Even as additional scrutiny regarding security coordination and its ramifications increases, the PA is showing no signs of relenting in its persecution of Palestinians exercising their right of resistance. Condemnations of the murder from Fatah were forthcoming; however, there was complete dissociation through the refusal to mention security coordination as the prime reason which facilitated the targeting of Al-Araj.

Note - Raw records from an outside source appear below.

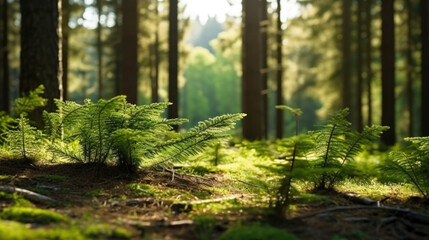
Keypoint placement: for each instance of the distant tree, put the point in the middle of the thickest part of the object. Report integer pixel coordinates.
(4, 57)
(279, 73)
(345, 71)
(253, 123)
(65, 42)
(155, 56)
(388, 72)
(410, 66)
(40, 50)
(129, 50)
(424, 8)
(264, 64)
(99, 45)
(359, 66)
(173, 52)
(368, 67)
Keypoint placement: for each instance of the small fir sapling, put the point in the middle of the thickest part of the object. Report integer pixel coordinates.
(298, 148)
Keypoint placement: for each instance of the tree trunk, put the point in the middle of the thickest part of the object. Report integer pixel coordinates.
(4, 57)
(424, 8)
(264, 64)
(155, 79)
(99, 50)
(359, 67)
(252, 81)
(173, 53)
(129, 50)
(41, 50)
(346, 54)
(410, 67)
(279, 73)
(65, 43)
(388, 72)
(368, 23)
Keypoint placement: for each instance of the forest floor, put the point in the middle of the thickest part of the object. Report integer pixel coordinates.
(152, 205)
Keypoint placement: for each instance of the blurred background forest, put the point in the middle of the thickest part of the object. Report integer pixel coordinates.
(317, 55)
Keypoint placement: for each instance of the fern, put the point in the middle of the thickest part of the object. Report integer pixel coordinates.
(412, 164)
(337, 145)
(296, 150)
(206, 133)
(25, 139)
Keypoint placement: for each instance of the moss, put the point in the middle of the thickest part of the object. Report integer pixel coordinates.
(16, 231)
(32, 215)
(103, 231)
(51, 178)
(255, 232)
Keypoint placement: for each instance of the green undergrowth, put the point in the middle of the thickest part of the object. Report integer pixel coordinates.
(32, 215)
(11, 230)
(256, 232)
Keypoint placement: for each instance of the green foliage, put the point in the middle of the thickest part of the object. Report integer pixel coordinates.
(204, 226)
(28, 102)
(411, 164)
(195, 141)
(256, 232)
(25, 140)
(337, 145)
(104, 231)
(32, 215)
(129, 135)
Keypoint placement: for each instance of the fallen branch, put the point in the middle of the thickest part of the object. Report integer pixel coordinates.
(32, 196)
(416, 216)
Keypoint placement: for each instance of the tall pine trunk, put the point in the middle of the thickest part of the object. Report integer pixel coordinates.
(410, 67)
(359, 67)
(346, 54)
(264, 65)
(368, 22)
(4, 57)
(155, 77)
(173, 54)
(279, 73)
(41, 50)
(99, 50)
(388, 72)
(129, 50)
(252, 87)
(424, 8)
(65, 43)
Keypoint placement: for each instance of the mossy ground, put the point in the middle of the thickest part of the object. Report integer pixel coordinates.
(99, 202)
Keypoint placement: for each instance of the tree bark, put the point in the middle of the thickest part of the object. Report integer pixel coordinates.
(252, 81)
(346, 54)
(359, 67)
(129, 50)
(4, 57)
(279, 73)
(155, 78)
(173, 53)
(410, 67)
(264, 64)
(41, 50)
(388, 72)
(368, 24)
(424, 8)
(65, 43)
(99, 50)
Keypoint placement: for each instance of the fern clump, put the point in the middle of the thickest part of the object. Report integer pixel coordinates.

More importantly Al-Araj’s murder also serves to illustrate the PA’s abhorrence towards Palestinian memory. Al-Araj has been described as an intellectual and theorist. According to the PFLP statement, the latest victim of PA and Israeli treachery was “a revolutionary intellectual who put all of his cultural and intellectual energies into the service of the resistance together with his own actions on the ground, confronting security coordination and collaboration.”

His targeting, therefore, is hardly surprising. Neither is the PA’s avoidance of outright condemnation of his murder. Indeed, this crime exposes a network of complicity endorsed by the international community and is a reflection of what is observed at international institutions. The collective decision to refrain from explicitly halting Israeli colonial violence signals unbridled impunity for Israel. Diplomacy has enforced an abnormal silencing of Palestinian narratives. This, however, needs to be sustained by actions on the ground for complete credibility. The PA’s revulsion for Palestinian collective memory has long been established. What better ways to inscribe violence against Palestinians, than having the internationally-recognised leadership contribute willingly to such tasks and endorse security coordination as “sacred”?

The views expressed in this article belong to the author and do not necessarily reflect the editorial policy of Middle East Monitor.